It was an image that told Libya’s story in a nutshell. Last week Fayez al Sarraj, designated leader of the country’s proposed unity government, sat alone in a Cairo hotel room waiting for a phone call to meet with his country’s most powerful military leader, Field Marshall Khalifa Haftar.

That call never came. And that silent phone tells you all you need to know about the changing balance of power in war-torn Libya.

In the past three years, Haftar has built the Libyan National Army (LNA) into the most powerful military formation in Libya. Based in eastern Libya, it has cleared most of the biggest city, Benghazi, of militias, and in September captured the country’s key oil ports.

The ports victory gave the House of Representatives’ parliament, based in the eastern town of Tobruk, control over most of Libya’s oil wealth. The parliament, which opposes the Government of National Accord (GNA), showed its appreciation for the oil ports’ victory by promoting Haftar from general to field marshall.

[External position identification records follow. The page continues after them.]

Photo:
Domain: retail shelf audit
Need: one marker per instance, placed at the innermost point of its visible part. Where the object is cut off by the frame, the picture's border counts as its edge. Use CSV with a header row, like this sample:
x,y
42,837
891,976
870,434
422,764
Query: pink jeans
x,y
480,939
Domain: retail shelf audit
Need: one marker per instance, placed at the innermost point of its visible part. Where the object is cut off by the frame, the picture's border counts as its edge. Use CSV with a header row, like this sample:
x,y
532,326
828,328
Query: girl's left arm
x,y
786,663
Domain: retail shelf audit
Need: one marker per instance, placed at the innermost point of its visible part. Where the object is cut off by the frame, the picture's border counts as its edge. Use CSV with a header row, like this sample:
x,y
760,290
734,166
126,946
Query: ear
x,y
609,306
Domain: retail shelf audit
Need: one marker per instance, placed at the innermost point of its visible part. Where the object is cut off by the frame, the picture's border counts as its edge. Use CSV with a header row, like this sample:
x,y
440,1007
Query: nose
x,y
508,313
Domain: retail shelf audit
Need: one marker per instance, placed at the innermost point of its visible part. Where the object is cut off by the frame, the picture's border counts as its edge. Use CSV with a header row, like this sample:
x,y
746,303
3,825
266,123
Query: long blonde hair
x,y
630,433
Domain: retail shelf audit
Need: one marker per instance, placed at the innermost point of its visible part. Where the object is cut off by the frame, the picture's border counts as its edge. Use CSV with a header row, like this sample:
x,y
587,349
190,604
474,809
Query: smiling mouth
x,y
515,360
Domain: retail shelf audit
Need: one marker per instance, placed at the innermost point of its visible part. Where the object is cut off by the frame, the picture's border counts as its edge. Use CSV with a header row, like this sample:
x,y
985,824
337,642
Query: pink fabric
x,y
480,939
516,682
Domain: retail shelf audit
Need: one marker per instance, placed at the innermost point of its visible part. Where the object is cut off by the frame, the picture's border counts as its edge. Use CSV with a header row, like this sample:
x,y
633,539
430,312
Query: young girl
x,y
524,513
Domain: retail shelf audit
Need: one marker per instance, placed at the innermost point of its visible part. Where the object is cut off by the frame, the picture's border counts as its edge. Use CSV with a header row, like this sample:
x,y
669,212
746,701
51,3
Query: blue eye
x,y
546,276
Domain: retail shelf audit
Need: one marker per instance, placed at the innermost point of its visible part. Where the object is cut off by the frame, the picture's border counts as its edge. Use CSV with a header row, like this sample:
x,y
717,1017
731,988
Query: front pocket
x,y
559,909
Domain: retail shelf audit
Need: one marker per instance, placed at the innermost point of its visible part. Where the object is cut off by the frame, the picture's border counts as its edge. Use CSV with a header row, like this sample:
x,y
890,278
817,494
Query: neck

In January Russia signalled its own approval, inviting him aboard the aircraft carrier Admiral Kuznetsov for talks on defence cooperation. Blunt and uncompromising, Haftar this week signalled his commitment to continuing the war and vowed to ‘liberate’ Tripoli.

Speaking to Egyptian radio on Monday, Haftar inferred that terrorist groups, which he did not name, were being trained by some Nato countries, also unnamed, “that also provided them with weapons secretly”.

Haftar called on some Nato states to reconsider their positions. “We sent back in coffins the terrorists that Turkey had dispatched to Libya,” he said, but did not elaborate.

Al Serraj, by contrast, is seeing support ebb away. The United Nations Security Council backed his Government of National Accord in December 2015 with a resolution calling on the world to recognise it as Libya’s only legitimate government.

But the GNA remains at the mercy of Tripoli’s all-powerful militias, who are themselves locked in bitter street battles for prime real estate. On Monday one of those militias ambushed Al Serraj’s own motorcade, raking the convoy with gunfire and leaving him unhurt, but shaken.

The US, until now the key backer of the GNA, has fallen away. The new Trump administration has yet to give definitive comments on Libya, but is expected to designate Muslim Brotherhood, one of the key factions in the GNA, as a terrorist organisation.

As such, that would rub out any US support for the GNA and leave it floundering, and both Al Serraj and Haftar know it.

Whereas the Obama administration viewed the Brotherhood as a positive non-violent expression of Islamism, Trump officials view it with suspicion, accusing it of links with violent groups.

Donald Trump’s chief strategist Steve Bannon has long made combatting the Brotherhood his cause célèbre.

Brotherhood supporters insist the organisation, which spans many sub groups across the Muslim world, is committed to non-violence. Yet it is likely to suffer if the US designates it as a terrorism-supporting group. Trump’s Secretary of State Rex Tillerson used his January confirmation hearing to equate Brotherhood with Al Qaeda: “The demise of IS would also allow us to increase our attention on other agents of radicalism like Al Qaeda, the Muslim Brotherhood, and certain elements within Iran.”

This drastic imbalance of power – between Haftar, Libya’s most powerful figure, and Al Serraj, whose power is minimal, was grimly apparent at last week’s planned Cairo talks.

Egypt had called the talks hoping to get dialogue going. But despite strong efforts by Egypt’s President Abdel Fattah el-Sisi, he could not convince Haftar to hold the meeting. After a day of waiting, Al Serraj flew out of the city empty-handed.

Russia, in backing Haftar, is now in a powerful position in Libya, with its state oil company, Rosneft, this week signing a cooperation deal with the state oil company, National Oil Corporation.

This has left Pentagon officials fearing the US will be left behind in Libya, with one US defence official admitting to me he fears Russia may “Do a Syria on us” in Libya. In Syria, Russian support for Bashar Al Assad has undone years of US diplomacy, handing the dictator the upper hand.

As a way of replacing civil war with dialogue, last week’s Cairo talks failed.

But as a barometer of where the power now lies in Libya, the failure to get Al Serraj and Haftar into the same room, they unwittingly succeeded. Haftar now is the only solution left.

Richard Galustian is a British political and security advisor based in MENA countries for nearly 40 years.